На обед — мой аппетит уже давным-давно ничто не может испортить — толстый, всегда улыбающийся повар Хасан приготовил утку под соусом и несколько видов салатов. Пышные обеды с десятью переменами блюд — не люблю. Зачем, когда мне хватает двух.

Были времена, когда мне на стол подавали языки жаворонков в соусе из десятка изысканных вин, зажаренные на сушеном сборе из сотни редких трав. Но случалось, что и толстая крыса казалась деликатесом.

Пережив все, любовь к изыскам теряешь. Для меня главное — просто и вкусно. Хасан — отличный повар. Столичные гранды, бывавшие у меня в гостях, его не раз пытались сманить, предлагали большие деньги, но верность — отличительная черта алькасарцев.

Во время обеда слуга в цветах дома Клосто доставил письмо. Меня приглашали на званый ужин в честь дня Оберегающего Мигеля Клосто. Отказываться я не собирался.

Особняк графа — массивное каменное здание — был виден издалека. Он напоминал своими очертаниями небольшой замок, что было неудивительно, ведь был построен почти сотню лет назад, в смутное время гражданских войн и бесчисленных дворцовых переворотов, заговоров и тайных убийств.

Столы для гостей поставили в саду. Благо погода стояла теплая. Там, где я родился, за морем, к месяцу осенних дождей листва уже опадала, а люди одевались в теплые одежды. Здесь же царила золотая осень и можно было обходиться одним камзолом.

— Гийом, вам кто-нибудь говорил, что красно-голубой камзол на вас смотрится ужасно? — едва поприветствовав меня, громко поинтересовался Мигель.

— Не поверите, но я это знаю.

— Тогда зачем вы его носите?

— Мне просто нравятся эти цвета, — объяснил я.

— Да, как говорит в таких случаях лейб-медик Строцци, «здесь медицина бессильна», — картинно сокрушился Мигель и сменил тему: — Ваш подарок, — эта сабля — лучшее оружие, что я когда-либо держал в руках. Сознавайтесь, хотите меня подкупить?

Младшему сыну графа Клосто двадцать пять лет, он служил в министерстве иностранных дел, был человеком широких взглядов, практичным и немного циничным. И, вдобавок ко всему, чувство такта у него отсутствовало напрочь. Поэтому-то я его и спас. Этот человек, умирая, пытался острить над священником, пришедшим отпустить ему грехи.
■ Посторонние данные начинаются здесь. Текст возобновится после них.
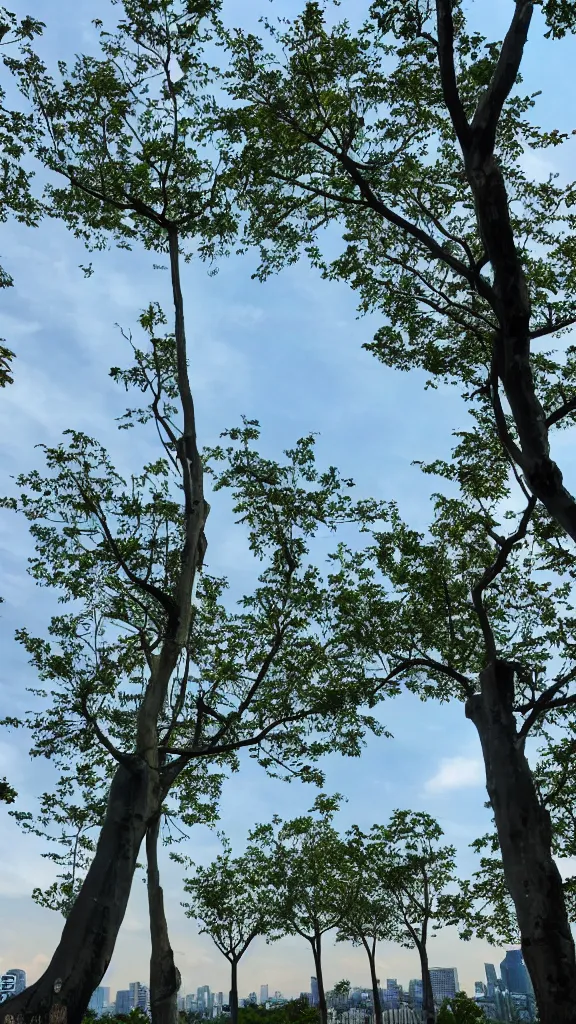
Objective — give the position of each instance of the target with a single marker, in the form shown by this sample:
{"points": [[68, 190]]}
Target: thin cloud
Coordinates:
{"points": [[456, 773]]}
Я выгнал священника и поставил Мигеля на ноги.

— Нет, Мигель, — не принял я предложенной игры, — просто подарок. Подкупать вас нет смысла.

— Жаль. А я уж мечтал, что еще попрошу что-нибудь за поддержку, — огорчился Мигель, хотя его лицо говорило об обратном. — Я на вашей стороне, Гийом. Во-первых, потому, что долги нужно отдавать, а слово держать. Во-вторых, вы — лучшая кандидатура для Изабеллы, лучше, чем этот поэт де Кордова. В вас я уверен, а в нем… Слишком часто он меняет объект своей страсти. «Прекрасную даму», музу поэта, — так они это называют. За последние полгода в этой роли побывали: сеньора Миранда — дочь министра иностранных дел; леди Эрсилья — был большой скандал; герцогиня Тавора — нет, этой он только посвящал сонеты. И вот теперь Изабелла. Через месяц она ему наскучит — что тогда? Лучше уж вы, Гийом. Знаю, что вы дадите Изабелле все, чего она достойна, убережете от глупостей. А то, что вы ее не любите, — это к лучшему. Союз, основанный на здоровом расчете, сильнее сердечного. И еще весьма важно то, что, в отличие от Луиса, изменять вы ей не будете, — закончил Мигель.

— В последнем уверены? — Слова его вызвали у меня улыбку.

— Уверен, я вас неплохо изучил. Публичные романы на стороне, измены — все они, в конце концов, заканчиваются скандалами. А вы этого не любите.

— Ваш отец меня все так же сильно ненавидит? — спросил я, увидев старого графа.

За разговором время летит быстро, мы были уже в центре сада, где собирались гости.

— Да. Он втайне мечтает отдать Изабеллу за какого-нибудь герцога, но слово нарушить не смеет, — подтвердил Мигель.

— Прекрасно! — ответил я.

Рядом с графом, приветствуя подходивших гостей, стояла Изабелла.

Граф был не рад меня видеть. Уверен, он втайне надеялся, что я не приду.

— Рад вас видеть, граф! — Я поклонился, согласно придворному этикету, как младший старшему, как жених отцу невесты. В тот момент я был сама галантность и вежливость.

— Не могу сказать того же, Гийом, — проскрежетал сквозь зубы граф.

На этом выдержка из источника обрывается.